As for the reasons why those sudden changes happen, I’m not quite sure. There are many possibly-relevant commits between the versions, but I’m not sure how to identify the correct one without extensive (and time consuming) testing. If you have other ideas (e.g. are aware of such commits), let me know.
s/PostgreSQL kernel also has branches/The Linux kernel also has branches/
Thanks, fixed.
Git bisection will narrow down a regression between any two commits fairly fast.
Well, I’ve never bisected kernel, but I’d expect that to be a bit more complicated thanks to the reboots. Or is there a better way?
Seems like both the large and medium dataset charts are titled “Medium”, in both parts.
D’oh! Fixed, but it’ll take a few minutes until the images expire from caches/CDN.

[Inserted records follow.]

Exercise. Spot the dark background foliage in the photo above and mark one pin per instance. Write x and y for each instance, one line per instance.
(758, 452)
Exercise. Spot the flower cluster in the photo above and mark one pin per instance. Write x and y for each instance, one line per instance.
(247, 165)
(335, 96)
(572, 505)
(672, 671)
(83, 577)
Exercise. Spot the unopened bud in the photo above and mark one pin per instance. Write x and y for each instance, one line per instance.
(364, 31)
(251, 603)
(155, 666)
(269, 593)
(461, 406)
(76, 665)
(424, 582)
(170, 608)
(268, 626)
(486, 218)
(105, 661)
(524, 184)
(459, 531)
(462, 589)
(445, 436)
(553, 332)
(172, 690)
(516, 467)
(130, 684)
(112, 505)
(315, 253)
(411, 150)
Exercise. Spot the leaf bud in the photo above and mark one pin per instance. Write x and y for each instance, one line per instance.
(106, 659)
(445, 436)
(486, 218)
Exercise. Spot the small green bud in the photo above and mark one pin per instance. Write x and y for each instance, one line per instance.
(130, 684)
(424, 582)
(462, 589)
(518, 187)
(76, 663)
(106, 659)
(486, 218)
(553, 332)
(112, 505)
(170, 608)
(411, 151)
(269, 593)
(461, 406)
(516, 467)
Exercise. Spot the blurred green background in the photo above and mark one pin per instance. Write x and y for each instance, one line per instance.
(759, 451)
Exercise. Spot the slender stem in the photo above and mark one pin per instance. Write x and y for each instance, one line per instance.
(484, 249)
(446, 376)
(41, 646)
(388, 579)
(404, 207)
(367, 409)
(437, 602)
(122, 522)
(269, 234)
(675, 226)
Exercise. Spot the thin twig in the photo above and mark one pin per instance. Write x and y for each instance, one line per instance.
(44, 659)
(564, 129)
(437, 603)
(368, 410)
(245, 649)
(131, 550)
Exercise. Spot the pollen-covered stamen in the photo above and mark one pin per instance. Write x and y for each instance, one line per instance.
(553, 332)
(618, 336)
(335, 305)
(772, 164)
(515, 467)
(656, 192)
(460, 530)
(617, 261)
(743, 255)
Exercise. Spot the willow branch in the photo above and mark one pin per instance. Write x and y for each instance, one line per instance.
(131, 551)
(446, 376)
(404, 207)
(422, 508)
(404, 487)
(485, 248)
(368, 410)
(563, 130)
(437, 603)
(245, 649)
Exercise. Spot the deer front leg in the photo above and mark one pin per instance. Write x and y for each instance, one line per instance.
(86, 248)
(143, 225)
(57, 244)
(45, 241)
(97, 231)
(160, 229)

What glibc version do you use?
sys-libs/glibc-2.22-r4:2.2::gentoo
Even more helpful would be also including vendor kernels, like the SLES10, SLES11, RHEL6, RHEL7 kernels, which are heavily patched, but based off older Versions.
I guess that is difficult to automate/getting your hands on though?
I agree. Sadly I don’t have enough machines to do all the tests I’d like :-/
But if you have a suitable machine, running the benchmarks is fairly simple (a single shell script will do the trick).
That last two kernels huge reads behaviour difference looks pretty interesting, doesn’t it? But that’s still not it.
I don’t follow. Where do you see huge difference in read behavior for the last two kernels? I don’t see anything like that on any of the charts.
I guess this post was triggered by the mention of changes due to PostgreSQL in 4.7…
https://kernelnewbies.org/Linux_4.7#head-f53f61733cb5cd6ca19e85721ee0fac195b40d61
Perhaps this commit in Linux 3.11 is relevant to the speedup?
http://git.kernel.org/cgit/linux/kernel/git/torvalds/linux.git/commit/?id=d3922a777f9b4c4df898d326fa940f239af4f9b6
It is mentioned that the ext4 extent cache shrink mechanism, “introduced in kernel 3.9”, had a scalability problem:
https://kernelnewbies.org/Linux_3.11#head-c2b933384f7efdc5b1a26936a92ad8ff2c4413e7
Extent tree leaf block caching in 3.12 strikes me as another possibility:
http://git.kernel.org/cgit/linux/kernel/git/torvalds/linux.git/commit/?id=107a7bd31ac003e42c0f966aa8e5b26947de6024
But as you say, hard to tell for sure; it could easily be something in memory management or the CPU scheduling.
Thanks for the ideas which patches might be causing the speedup between 3.10 and 3.12! Will look into that.
BTW no, the benchmarking was not triggered by the 4.7 changes (I wasn’t aware of them back in May when starting with this, as there was no 4.7 kernel back then).